Tra il 2008 ed il 2015 il calo più consistente del tasso di occupazione ha interessato gli italiani con un titolo di studio medio-basso, flessioni più lieve, invece, per i laureati e gli italiani con la sola licenza elementare.
Nella sua ultima rilevazione, pubblicata in occasione del lancio di una nuova area tematica dedicata al capitale umano, l’Istat fa il punto sull’evoluzione del mercato del lavoro dall’inizio della crisi economica ad oggi, più precisamente riguardo il periodo 2008-2015.
Concentrandosi soprattutto sull’andamento del tasso di occupazione per titolo di studio, l’Istituto di statistica spiega che, negli anni considerati, a registrare il calo più consistente sono stati gli italiani con un titolo di studio medio-basso, mentre flessioni di minor entità hanno interessato i laureati e gli italiani con la sola licenza elementare.
I dati indicano infatti un calo del tasso di occupazione di 7,5 punti - dal 45,9% del 2008 al 38,4% del 2015 - per i possessori di licenzia media e un calo di 6,1 punti – dal 62,8% al 56,7% - per i diplomati. Tra i laureati il tasso di disoccupazione è invece diminuito di 3,9 punti percentuali – dal 72,9% al 69% - e di 3,7 punti – dal 11,9% all’8,2% - tra i possessori di licenzia media. Nel resoconto l’Istat descrive poi due dinamiche, una allarmante e una positiva.
Quella preoccupante riguarda i Neet (Not engaged in Education, Employment or Training), ovvero i giovani che non studiano e non lavorano.

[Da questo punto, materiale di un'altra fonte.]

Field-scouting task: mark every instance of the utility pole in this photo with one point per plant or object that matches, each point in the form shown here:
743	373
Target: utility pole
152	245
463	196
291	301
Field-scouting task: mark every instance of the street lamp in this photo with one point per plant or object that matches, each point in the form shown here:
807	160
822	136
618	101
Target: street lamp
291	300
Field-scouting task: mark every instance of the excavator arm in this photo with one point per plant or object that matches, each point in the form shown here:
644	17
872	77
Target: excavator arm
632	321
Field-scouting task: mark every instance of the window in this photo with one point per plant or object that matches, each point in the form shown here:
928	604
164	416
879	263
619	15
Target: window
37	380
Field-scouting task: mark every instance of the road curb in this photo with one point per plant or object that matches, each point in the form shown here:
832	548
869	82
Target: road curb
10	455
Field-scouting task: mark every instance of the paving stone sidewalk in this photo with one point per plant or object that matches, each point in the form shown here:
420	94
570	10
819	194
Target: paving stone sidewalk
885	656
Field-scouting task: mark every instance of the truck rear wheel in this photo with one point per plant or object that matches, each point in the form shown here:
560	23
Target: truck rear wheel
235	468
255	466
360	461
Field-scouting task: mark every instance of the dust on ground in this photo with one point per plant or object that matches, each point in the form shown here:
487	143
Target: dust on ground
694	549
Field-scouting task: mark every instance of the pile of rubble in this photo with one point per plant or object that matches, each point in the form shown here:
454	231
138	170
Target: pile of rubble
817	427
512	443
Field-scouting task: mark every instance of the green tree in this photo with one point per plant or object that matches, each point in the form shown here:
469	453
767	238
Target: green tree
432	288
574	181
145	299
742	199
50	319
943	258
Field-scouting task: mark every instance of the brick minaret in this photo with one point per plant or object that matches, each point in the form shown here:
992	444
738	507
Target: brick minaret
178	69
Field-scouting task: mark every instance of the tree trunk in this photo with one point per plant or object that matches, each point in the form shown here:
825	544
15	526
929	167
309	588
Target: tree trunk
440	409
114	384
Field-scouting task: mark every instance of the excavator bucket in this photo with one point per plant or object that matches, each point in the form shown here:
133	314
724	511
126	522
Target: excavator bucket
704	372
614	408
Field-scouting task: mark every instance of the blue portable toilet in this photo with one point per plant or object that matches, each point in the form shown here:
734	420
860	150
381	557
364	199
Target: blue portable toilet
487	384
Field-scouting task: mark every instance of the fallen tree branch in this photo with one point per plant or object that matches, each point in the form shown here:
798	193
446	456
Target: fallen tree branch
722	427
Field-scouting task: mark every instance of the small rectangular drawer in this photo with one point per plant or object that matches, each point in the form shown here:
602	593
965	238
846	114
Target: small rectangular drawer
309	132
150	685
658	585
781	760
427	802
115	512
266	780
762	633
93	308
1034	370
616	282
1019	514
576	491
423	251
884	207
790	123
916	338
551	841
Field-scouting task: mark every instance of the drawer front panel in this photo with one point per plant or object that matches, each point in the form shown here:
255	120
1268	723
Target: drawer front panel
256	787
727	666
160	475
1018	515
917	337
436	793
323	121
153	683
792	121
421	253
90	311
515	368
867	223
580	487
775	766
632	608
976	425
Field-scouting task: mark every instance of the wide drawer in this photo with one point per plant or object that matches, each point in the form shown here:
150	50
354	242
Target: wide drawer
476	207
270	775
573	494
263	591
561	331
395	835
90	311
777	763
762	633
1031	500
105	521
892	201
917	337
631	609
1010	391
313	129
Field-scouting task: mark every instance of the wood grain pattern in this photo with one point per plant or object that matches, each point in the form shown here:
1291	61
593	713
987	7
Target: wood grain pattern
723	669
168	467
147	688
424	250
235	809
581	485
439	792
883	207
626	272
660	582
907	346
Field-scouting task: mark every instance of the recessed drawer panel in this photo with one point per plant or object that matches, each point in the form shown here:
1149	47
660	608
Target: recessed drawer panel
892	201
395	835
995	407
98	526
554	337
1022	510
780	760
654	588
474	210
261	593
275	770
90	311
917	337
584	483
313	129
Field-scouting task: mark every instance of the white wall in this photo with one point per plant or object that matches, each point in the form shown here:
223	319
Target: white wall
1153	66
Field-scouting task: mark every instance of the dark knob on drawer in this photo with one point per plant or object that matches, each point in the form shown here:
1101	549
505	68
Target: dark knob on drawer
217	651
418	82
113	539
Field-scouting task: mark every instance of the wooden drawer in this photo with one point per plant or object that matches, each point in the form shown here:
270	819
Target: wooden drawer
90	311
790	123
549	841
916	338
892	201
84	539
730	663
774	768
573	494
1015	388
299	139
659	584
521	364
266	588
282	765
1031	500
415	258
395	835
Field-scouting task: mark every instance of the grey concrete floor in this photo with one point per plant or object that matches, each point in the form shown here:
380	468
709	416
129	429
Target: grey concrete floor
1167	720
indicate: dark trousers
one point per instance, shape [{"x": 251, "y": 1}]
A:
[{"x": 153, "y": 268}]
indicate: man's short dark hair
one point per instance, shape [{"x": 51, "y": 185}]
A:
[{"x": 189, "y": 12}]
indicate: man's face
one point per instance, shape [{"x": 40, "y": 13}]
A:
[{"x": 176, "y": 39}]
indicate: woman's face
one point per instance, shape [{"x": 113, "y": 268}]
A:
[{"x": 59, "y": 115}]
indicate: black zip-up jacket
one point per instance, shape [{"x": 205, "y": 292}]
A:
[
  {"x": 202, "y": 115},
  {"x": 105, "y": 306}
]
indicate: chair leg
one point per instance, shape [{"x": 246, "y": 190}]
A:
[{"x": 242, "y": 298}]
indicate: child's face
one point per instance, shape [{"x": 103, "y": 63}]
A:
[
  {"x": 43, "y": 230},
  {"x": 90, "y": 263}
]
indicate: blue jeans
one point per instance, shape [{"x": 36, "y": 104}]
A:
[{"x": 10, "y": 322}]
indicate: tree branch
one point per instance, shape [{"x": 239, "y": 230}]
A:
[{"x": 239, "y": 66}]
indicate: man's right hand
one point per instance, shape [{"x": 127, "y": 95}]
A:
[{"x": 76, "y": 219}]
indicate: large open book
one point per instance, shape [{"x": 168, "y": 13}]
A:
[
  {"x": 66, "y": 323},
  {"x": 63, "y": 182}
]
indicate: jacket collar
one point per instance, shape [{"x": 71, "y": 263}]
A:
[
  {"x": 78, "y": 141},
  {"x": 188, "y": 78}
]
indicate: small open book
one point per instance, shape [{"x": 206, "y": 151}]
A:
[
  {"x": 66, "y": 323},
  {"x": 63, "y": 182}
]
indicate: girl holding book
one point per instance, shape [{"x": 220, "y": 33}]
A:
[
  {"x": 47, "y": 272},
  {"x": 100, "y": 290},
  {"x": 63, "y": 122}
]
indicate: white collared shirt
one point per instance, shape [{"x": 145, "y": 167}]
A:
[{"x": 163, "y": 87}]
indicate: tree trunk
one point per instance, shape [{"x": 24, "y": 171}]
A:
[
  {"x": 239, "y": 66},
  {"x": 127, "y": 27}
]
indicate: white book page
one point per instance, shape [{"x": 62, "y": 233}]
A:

Una categoria che negli anni considerati dallo studio ha registrato un aumento dell’incidenza sul totale dei 15-29enni, passando dal 19,3% del 2008 (15,6% tra i maschi della stessa fascia di età e 23% tra le femmine) al 25,7% dello scorso anno (24,2% tra i maschi della stessa fascia di età e 27,1% tra le femmine).
Un dato, quello del 2015, che pone l’Italia in testa alla classifica Europea per la più alta incidenza di Neet. La dinamica positiva riguarda invece l’incidenza dei laureati sul totale dei giovani 30-34enni, passata dal 14,9% del 2008 al 20% del 2015 per i maschi e dal 23,5% al 30,8% per le femmine. Nota positiva anche per quanto riguarda l’abbandono scolastico, che per i 18-24enni maschi diminuisce dal 22,7% al 18% e dal 17% al 12% per le femmine.